Style & Arts: Studio Style & Arts

May 11, 2008

Related to Reality

In this monumental city, marble art museums present themselves as temples, and the art mood that prevails is classical, sober, decorous and calm. Joe Shannon disrupts it. His art suggests a satyr, furry-legged and cloven-hoofed, introducing panic to a green Arcadian glade. Flushed and wild people revel in his paintings. So does the bald and bearded artist, often without clothes. Though born in Puerto Rico, Shannon, 75, has been a Washingtonian since he was 6 months old. From 1974 to 1986, he was a show designer, curator, and tweaker of decorum at the Hirshhorn Museum. "Fish Camp" (1991) is the least alarming picture in "Joe Shannon: Realism Surrealism" at American University Museum. He's at the right, with a fishing pole.

-- Paul Richard

This is a straightforward realist painting. And a familial one. It's staged a bit like "The Feast of the Gods" (by Giovanni Bellini, and by Titian, too) at the National Gallery of Art, which is tattooed on my brain. I've known it since I was a kid. I went there all the time. I'd take the L4 bus down to the museum, and that was it. I'd be lost for hours.

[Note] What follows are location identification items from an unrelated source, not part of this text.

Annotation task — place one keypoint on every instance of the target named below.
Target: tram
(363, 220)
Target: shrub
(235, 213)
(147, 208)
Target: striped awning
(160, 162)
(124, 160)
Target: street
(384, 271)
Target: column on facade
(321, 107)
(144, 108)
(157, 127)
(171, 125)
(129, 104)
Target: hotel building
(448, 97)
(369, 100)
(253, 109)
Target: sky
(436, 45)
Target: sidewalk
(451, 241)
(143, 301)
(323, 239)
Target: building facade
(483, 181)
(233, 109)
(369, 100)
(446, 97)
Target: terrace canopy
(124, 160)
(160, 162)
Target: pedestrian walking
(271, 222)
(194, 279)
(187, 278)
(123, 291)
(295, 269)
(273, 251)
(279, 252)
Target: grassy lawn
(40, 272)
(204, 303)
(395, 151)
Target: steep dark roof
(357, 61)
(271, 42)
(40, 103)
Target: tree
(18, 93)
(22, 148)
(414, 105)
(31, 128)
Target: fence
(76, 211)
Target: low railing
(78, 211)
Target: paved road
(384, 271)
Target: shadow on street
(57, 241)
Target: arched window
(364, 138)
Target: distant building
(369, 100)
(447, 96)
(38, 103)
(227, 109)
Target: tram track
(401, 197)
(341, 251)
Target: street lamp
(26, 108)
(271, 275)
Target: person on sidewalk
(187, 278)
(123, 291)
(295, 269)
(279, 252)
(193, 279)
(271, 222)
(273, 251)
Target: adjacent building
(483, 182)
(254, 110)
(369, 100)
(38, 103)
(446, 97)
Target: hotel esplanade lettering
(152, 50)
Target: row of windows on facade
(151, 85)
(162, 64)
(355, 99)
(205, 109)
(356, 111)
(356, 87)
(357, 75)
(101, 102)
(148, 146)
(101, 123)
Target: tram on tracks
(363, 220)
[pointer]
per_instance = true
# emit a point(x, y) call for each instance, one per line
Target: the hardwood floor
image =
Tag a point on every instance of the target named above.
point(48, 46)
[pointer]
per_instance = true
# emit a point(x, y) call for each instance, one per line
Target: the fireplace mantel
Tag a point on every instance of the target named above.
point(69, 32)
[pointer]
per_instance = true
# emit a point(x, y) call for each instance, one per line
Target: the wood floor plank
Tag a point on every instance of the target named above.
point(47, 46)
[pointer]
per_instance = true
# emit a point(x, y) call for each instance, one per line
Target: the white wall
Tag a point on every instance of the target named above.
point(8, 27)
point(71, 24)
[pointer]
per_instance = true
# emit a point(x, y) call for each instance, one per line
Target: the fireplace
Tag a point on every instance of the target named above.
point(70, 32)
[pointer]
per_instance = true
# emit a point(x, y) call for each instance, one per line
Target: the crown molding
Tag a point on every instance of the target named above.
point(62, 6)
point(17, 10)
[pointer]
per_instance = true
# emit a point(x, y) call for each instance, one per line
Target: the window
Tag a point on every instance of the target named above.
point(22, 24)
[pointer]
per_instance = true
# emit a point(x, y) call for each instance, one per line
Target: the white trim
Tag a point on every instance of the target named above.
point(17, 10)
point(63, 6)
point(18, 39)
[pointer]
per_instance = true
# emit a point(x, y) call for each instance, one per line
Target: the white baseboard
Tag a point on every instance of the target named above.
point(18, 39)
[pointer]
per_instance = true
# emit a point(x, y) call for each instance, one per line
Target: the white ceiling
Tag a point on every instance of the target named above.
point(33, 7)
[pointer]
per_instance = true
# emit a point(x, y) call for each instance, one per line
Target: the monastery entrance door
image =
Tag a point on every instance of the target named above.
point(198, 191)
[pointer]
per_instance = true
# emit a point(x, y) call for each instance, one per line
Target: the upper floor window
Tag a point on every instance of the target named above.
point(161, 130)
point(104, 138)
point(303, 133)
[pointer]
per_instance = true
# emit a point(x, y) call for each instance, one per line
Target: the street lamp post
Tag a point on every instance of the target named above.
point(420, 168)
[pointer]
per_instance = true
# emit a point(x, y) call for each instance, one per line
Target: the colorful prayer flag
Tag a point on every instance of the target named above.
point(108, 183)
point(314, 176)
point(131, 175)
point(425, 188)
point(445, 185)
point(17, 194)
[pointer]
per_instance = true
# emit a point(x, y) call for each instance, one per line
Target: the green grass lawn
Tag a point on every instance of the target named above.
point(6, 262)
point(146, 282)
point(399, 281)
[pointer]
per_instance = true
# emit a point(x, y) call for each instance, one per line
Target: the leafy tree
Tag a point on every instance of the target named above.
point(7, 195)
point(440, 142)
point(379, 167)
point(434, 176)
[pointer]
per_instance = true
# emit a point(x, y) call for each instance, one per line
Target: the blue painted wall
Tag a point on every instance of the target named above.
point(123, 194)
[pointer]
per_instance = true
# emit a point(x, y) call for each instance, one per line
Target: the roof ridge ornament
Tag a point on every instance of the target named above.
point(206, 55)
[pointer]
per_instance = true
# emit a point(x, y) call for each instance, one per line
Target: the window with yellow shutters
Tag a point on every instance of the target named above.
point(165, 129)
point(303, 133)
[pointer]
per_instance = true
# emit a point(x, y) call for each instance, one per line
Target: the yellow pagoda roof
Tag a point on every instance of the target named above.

We're on an island in the Potomac, where we often camped. There's a roll of toilet paper in the tree at the left, because that's where we kept it, unless it rained. That's Jack, my grandson, in the chair; next to him Rafe, my son (we named him after Raphael), is scratching a mosquito bite and admiring one of his own paintings; Tracy, my son-in-law, is the man standing in profile; Robert, my former son-in-law, is the one with the guitar. Behind him, on the table, is a battery-operated boombox.

I often put myself in my paintings -- as both a witness and participant. I don't have to use a mirror, or a photograph, I've been doing it so long. Here I am alert. Maybe I've detected a monster in the bushes: That's one thing I learned from Picasso -- always keep in mind the reverberant paganism vibrating in the trees. Maybe I've just heard another canoe arriving. Or perhaps I've just noticed . . . you!

Joe Shannon: Realism Surrealism will be at American University Museum, 4400 Massachusetts Ave. NW, May 27 through July 27. For information call 202-885-1300. Hours are 11 a.m.-4 p.m. Tuesday-Sunday; admission is free.